Chemie in der Schule – für die meisten von uns war das vermutlich damals ein ziemlicher Alptraum. So ging es mir wenigstens in der Realschule … was aber zweifellos auch mit dem Lehrer zu tun hatte, der zugleich unser Sportlehrer war, wo ich auch nicht durch überragende körperliche Leistungen glänzte. Ergo schwankte ich immer so zwischen den Noten 4 und 5 in beiden Fächern, was meine Zuneigung zur Chemie zweifellos nicht gefördert hat. Als ich dann viele Jahre später auf der Fachoberschule Wirtschaft Chemie belegen musste, besserte sich meine Leistung dagegen drastisch, so dass ich zu den Klassenbesten gehörte … das Thema an sich war also nicht der Grund für schlechte Leistungen in meinen Zeugnissen, sondern die Art und Weise der Vermittlung.

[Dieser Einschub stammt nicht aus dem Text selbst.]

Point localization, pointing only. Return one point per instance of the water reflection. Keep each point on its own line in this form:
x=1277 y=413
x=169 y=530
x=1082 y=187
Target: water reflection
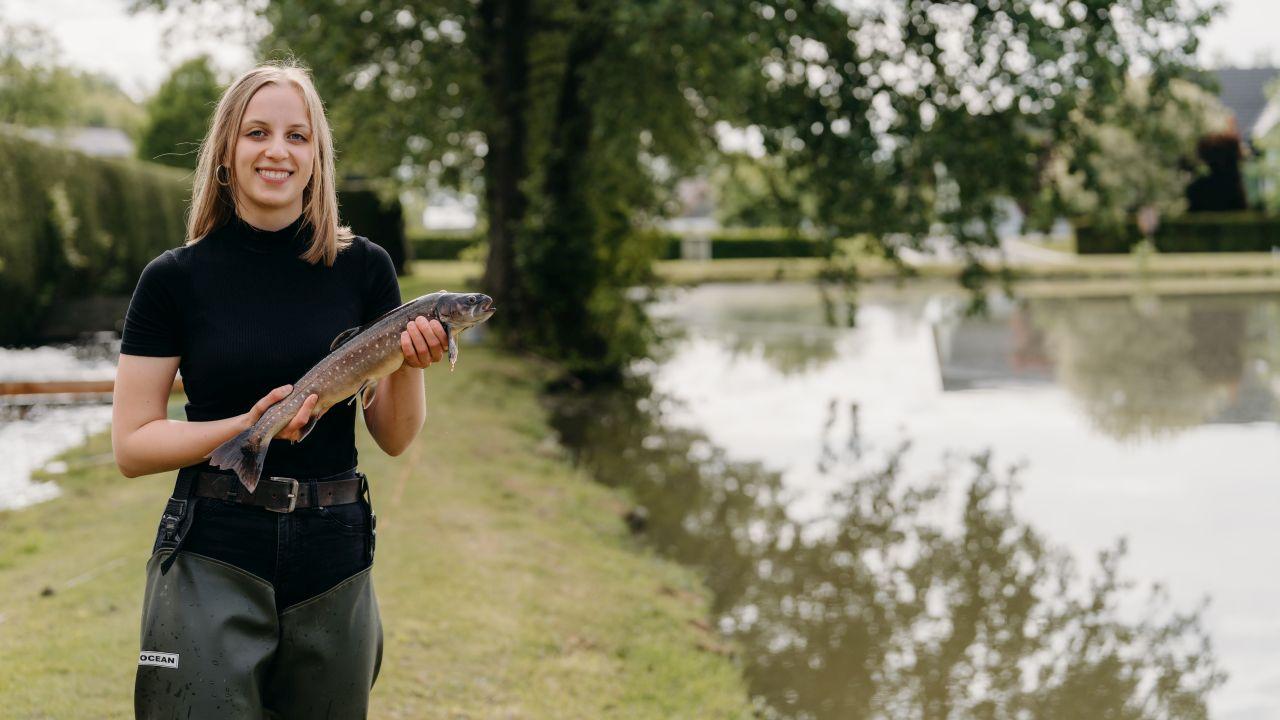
x=1150 y=367
x=1137 y=367
x=890 y=606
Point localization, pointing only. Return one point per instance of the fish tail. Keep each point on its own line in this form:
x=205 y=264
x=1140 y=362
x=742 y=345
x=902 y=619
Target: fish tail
x=243 y=455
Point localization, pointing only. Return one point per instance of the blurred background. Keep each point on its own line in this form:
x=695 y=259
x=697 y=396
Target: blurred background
x=938 y=340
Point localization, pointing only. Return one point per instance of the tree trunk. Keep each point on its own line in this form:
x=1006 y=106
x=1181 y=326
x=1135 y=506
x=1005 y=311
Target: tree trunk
x=504 y=55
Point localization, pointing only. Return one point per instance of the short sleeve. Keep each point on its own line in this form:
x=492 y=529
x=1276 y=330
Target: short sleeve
x=382 y=288
x=152 y=326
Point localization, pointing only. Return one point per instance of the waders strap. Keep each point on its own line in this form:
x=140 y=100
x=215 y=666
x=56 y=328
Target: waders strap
x=178 y=515
x=373 y=515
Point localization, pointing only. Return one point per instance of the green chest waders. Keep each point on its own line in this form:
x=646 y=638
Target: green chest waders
x=215 y=645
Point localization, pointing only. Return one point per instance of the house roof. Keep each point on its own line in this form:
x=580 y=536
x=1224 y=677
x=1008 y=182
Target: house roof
x=1243 y=91
x=104 y=142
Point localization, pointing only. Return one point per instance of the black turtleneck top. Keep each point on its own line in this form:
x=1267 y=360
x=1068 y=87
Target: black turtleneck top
x=246 y=314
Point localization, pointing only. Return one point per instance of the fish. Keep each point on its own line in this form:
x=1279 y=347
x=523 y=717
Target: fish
x=357 y=359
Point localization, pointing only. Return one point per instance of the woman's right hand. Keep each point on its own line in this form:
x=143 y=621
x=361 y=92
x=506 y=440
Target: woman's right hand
x=293 y=431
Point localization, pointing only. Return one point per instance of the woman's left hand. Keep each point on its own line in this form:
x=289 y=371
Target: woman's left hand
x=423 y=342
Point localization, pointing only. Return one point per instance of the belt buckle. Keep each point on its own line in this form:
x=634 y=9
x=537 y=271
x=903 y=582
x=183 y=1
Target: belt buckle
x=292 y=495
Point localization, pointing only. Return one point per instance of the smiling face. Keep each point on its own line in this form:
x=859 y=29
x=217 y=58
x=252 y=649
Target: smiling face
x=273 y=156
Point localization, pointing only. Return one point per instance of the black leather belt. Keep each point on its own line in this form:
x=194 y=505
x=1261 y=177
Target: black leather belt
x=282 y=495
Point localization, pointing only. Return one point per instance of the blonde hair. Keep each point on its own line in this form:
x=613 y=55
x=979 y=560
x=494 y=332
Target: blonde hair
x=213 y=204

Die insbesondere durch ihre Internetpräsenz prominent gewordene, zierliche und aparte promovierte Chemikerin Dr. Mai Thi Nguyen-Kim („Mailab“, „Maithink X“, Grimme-Preisträgerin) unternimmt mit dem vorliegenden Buch den Versuch, das Fach Chemie auf seine Alltagsverträglichkeit zu testen und nimmt den Leser dabei mit durch ihren Alltag. Der Titel des Buches ist dabei Programm, denn sie demonstriert schlagend an zahllosen Alltagsbeispielen, unterstützt durch niedliche Grafiken von Claire Lenkova, dass in der Tat „alles chemisch“ ist, was uns im Alltag begegnet.

Das fängt schon an, wenn morgens der Wecker läutet und den Körper – chemisch betrachtet – in den akuten Alarmzustand versetzt. Es geht weiter über Aromen im Kaffee, chemische Reaktionen beim Zubereiten von Spiegeleiern, wir erhalten Einblicke, warum auch ein Handy im Wesentlichen chemisch erklärt werden kann, sowohl von der Zusammensetzung her als auch von seiner Funktionsweise.

Zugleich durchleuchtet Mai Thi auf durchaus sehr humorvolle und kurzweilige Weise, warum es notwendig ist, dass Zahnpasta Fluoride enthalten sollte und wie generell chemische Grundelemente im Periodensystem angeordnet sind, was die Grundlagen für chemische Reaktionen sind und weshalb wir selbst dann, wenn wir insgeheim glauben, Chemie habe damit doch überhaupt nichts zu tun – etwa wenn wir uns verlieben, Leute „nicht riechen können“ usw. – , uns damit munter selbst belügen.

Denn in der Tat, auf äußerst unterhaltsame Weise und durchweg nicht mit belehrendem Zeigefinger versucht die Autorin, uns ein wenig dafür zu sensibilisieren, dass Chemie wirklich überall um uns herum tätig ist und dass es nützlich ist, sich darüber ein wenig auch jenseits der Schulchemie, die – wie einleitend gesagt – oftmals abschreckend war, eine gewisse Neugierde anzutrainieren hinsichtlich der chemischen Natur der Welt.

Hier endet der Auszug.